Installing requests-html

Before starting, make sure you have the requests-html library installed. You can install it using pip:

$ pip install requests-html

Extracting JavaScript execution results

To extract JavaScript execution results using requests-html, we follow these steps:

  1. Import the necessary modules:
from requests_html import HTMLSession
  1. Create an HTML session:
session = HTMLSession()
  1. Fetch the web page content:
response = session.get('https://example.com')
  1. Execute any pending JavaScript on the page:
response.html.render()
  1. Extract the results:
results = response.html.xpath('//script/text()')

In the above example, we first import the HTMLSession class from the requests_html module. Then, we create a session object and use it to fetch the web page content by calling the get() method with the URL of the page.

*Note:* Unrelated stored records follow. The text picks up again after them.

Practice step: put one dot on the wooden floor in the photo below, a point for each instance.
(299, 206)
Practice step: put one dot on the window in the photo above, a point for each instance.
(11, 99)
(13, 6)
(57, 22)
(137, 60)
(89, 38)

After fetching the content, we execute any pending JavaScript on the page by calling the render() method on the response.html object. This method automatically executes the JavaScript, allowing us to access the fully rendered page.

Finally, we extract the JavaScript execution results by using the xpath() method on the response.html object. In this example, we extract the text content of all <script> tags on the page.

Conclusion

In this blog post, we have learned how to extract JavaScript execution results from web pages using the requests-html library in Python. By following the mentioned steps, we can easily interact with the fully rendered page and access the dynamic content generated by JavaScript. This enables us to gather complete data while web scraping using requests-html.